Gleich darauf steuerte "Emden" mit hoher Fahrt wieder zum Hafen hinaus, und es
sollte nicht lange dauern, bis ihr ein zweiter Feind vor den Bug lief. Es war der
französische Torpedobootszerstörer "Mousquet", der vor dem Hafen
patrouillierte und den der Kanonendonner herangelockt hatte. Er wurde von
"Emden" sofort unter vernichtendes Salvenfeuer genommen und sank nach
kurzer, aber erfolgloser Gegenwehr. 42 Mann der Besatzung waren bei dem
Gefecht gefallen, 1 Offizier und 35 Mann wurden von "Emden" gerettet.
Nach dem schönen Erfolg von Penang, einem "Husarenstück" ersten
Ranges, steuerte "Emden" auf den Dampferweg
Singapore - Rangoon, um hier den Handelskrieg fortzusetzen. Am
30. Oktober wurde der englische Dampfer "Newburn" angehalten, aber nicht
versenkt, sondern zur Fortschaffung der kriegsgefangenen Besatzung des
"Mousquet" benutzt. Er erhielt Befehl, zunächst Sabang anzulaufen, um die
Verwundeten dort auszuschiffen. Am 31. Oktober fand bei Simaloer die
Wiedervereinigung mit dem Dampfer "Buresk" statt. Nachdem Kohlen
aufgefüllt waren, faßte der Kommandant
den - leider so folgenschweren - Entschluß, einen
Vorstoß gegen die Cocos-Inseln zu machen, um die dortige englische
Kabel- und Funkenstation zu zerstören.
Am Morgen des 9. November stand "Emden" vor ihrem Ziel und ankerte kurz
nach Sonnenaufgang vor Port Refuge, dem Ankerplatz der
Süd-Keeling- [312] Inselgruppe. Von
feindlichen Seestreitkräften war nichts zu sehen.
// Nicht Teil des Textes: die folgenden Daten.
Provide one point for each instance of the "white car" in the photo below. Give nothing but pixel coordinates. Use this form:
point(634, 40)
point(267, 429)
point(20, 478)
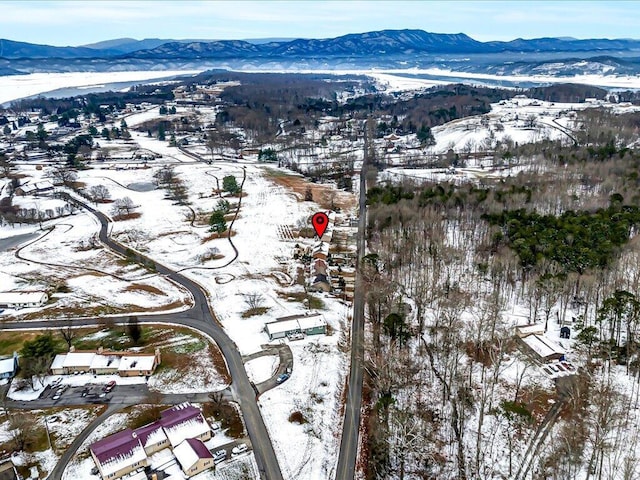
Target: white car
point(238, 449)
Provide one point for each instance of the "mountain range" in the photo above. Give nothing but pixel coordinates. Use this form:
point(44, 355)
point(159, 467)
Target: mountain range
point(385, 48)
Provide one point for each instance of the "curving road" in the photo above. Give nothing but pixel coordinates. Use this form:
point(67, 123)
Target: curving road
point(351, 426)
point(201, 318)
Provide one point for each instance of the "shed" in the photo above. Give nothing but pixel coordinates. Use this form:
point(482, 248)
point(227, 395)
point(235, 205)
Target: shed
point(9, 366)
point(542, 348)
point(320, 284)
point(19, 300)
point(525, 330)
point(8, 470)
point(281, 329)
point(193, 456)
point(313, 325)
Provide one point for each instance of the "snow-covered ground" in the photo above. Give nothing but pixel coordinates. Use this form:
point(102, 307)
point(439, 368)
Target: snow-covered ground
point(13, 87)
point(261, 368)
point(202, 376)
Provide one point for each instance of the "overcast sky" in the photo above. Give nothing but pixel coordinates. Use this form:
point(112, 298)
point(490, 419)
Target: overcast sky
point(82, 22)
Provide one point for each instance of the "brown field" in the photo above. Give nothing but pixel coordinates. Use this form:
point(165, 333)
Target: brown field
point(138, 287)
point(321, 193)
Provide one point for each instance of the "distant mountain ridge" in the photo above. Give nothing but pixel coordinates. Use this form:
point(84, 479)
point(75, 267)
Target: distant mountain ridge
point(378, 49)
point(385, 42)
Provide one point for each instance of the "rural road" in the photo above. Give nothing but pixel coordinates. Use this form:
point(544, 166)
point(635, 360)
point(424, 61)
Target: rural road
point(201, 318)
point(56, 473)
point(351, 426)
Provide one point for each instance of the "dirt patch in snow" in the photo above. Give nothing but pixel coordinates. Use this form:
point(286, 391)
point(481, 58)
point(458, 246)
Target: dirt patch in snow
point(323, 195)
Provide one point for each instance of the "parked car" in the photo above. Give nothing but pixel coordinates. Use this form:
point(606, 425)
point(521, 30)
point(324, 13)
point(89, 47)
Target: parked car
point(109, 386)
point(238, 449)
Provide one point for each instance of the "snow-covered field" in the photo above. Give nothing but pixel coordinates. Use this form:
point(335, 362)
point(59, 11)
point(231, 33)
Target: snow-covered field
point(13, 87)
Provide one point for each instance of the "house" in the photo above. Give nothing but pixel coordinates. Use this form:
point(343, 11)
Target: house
point(281, 329)
point(309, 324)
point(533, 329)
point(101, 362)
point(184, 421)
point(193, 456)
point(104, 364)
point(9, 366)
point(152, 438)
point(126, 451)
point(8, 470)
point(118, 454)
point(321, 251)
point(78, 361)
point(313, 325)
point(34, 188)
point(18, 300)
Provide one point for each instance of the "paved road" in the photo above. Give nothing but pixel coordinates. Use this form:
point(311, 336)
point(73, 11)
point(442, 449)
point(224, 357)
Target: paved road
point(286, 365)
point(201, 318)
point(15, 240)
point(120, 395)
point(351, 426)
point(56, 473)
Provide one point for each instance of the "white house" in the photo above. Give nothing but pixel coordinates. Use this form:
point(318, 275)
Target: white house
point(18, 300)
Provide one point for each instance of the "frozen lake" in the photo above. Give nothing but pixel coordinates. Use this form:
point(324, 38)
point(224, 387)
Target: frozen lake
point(14, 87)
point(10, 242)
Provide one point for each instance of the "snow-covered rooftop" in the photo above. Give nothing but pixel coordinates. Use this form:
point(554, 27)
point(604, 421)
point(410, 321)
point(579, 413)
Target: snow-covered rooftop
point(190, 451)
point(105, 361)
point(7, 298)
point(189, 429)
point(58, 361)
point(135, 455)
point(7, 365)
point(281, 326)
point(311, 321)
point(137, 362)
point(151, 434)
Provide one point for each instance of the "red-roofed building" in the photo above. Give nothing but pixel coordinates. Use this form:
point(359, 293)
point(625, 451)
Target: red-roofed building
point(126, 451)
point(118, 454)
Sofort wurde die
Landungsabteilung unter Führung des Ersten Offiziers, Kapitänleutnants v. Mücke, an Land gesetzt, mit dem Befehl,
die Kabel- und Funkenstation zu zerstören und, wenn möglich, auch
die Kabel zu schneiden. Der Handstreich wurde mit größter
Schnelligkeit ausgeführt, doch konnte nicht verhindert werden, daß
die Funkenstation den für "Emden" verhängnisvollen Funkspruch
abgab "Fremdes Kriegschiff in der Hafeneinfahrt". Auf "Emden" nahm man
mehrere Detonationen an Land wahr, die bekundeten, daß das
Landungskorps an der Arbeit war; auch wurde beobachtet, daß der
Funkenmast an Land umfiel. Da kam plötzlich gegen 9 Uhr in
nördlicher Richtung eine Rauchwolke in Sicht, aus der sich nach und nach
die Umrisse eines Kriegschiffes entwickelten. An das Landungskorps wurde das
Rückrufsignal gemacht, aber der Feind kam so schnell näher,
daß die Rückkehr des Landungsdetachements im Interesse der
Sicherheit der "Emden" nicht abgewartet werden konnte. Der Kommandant
ließ in allen Kesseln Dampf aufmachen und setzte sein Schiff in
Gefechtszustand. Es wurde Anker gelichtet und auf nordwestlichen Kurs
gegangen, dem Feinde entgegen. Der Gegner war der der "Emden" an
Gefechtskraft und Geschwindigkeit nicht unerheblich überlegene
australische Kreuzer "Sydney", der auf dem Wege nach Colombo begriffen war
und zufällig nur 52 sm von den
Cocos-Inseln ab stand, als er die von dort ausgeschickten drahtlosen Hilferufe
|
auffing. Er hatte sich sofort mit hoher Fahrt dorthin in Bewegung gesetzt und
stand nun der "Emden" gefechtsbereit gegenüber. Es entspann sich ein
scharfer Artilleriekampf, der wegen der Unterlegenheit der deutschen Kanonen
bald eine für "Emden" ungünstige Wendung nahm und es auch dem
Kapitän v. Müller unmöglich machte, die Torpedowaffe
seines Schiffes ins Gefecht zu bringen. Nach etwa zweistündigem Gefecht
war der deutsche Kreuzer derartig zusammengeschossen und so leck geworden,
daß der Kommandant sich entschloß, das Schiff auf Strand zu setzen,
um es nicht in die Hände des Feindes fallen zu lassen. Dies geschah
ungefähr um 1115 Uhr Vm. Es waren viele Tote
und Verwundete zu beklagen, zumal der Gegner noch wie rasend weiterfeuerte,
nachdem die "Emden"
längst keine Gegenwehr mehr leistete, weil sie ihrer
Waffen beraubt war. Aber auch "Sydney" hatte schwer gelitten und den
Waffenerfolg mit einer Trefferzahl von 16 Granaten erkauft, die einen Verlust von
4 Toten und 17 Verwundeten zur Folge hatten. Der Kommandant der "Emden"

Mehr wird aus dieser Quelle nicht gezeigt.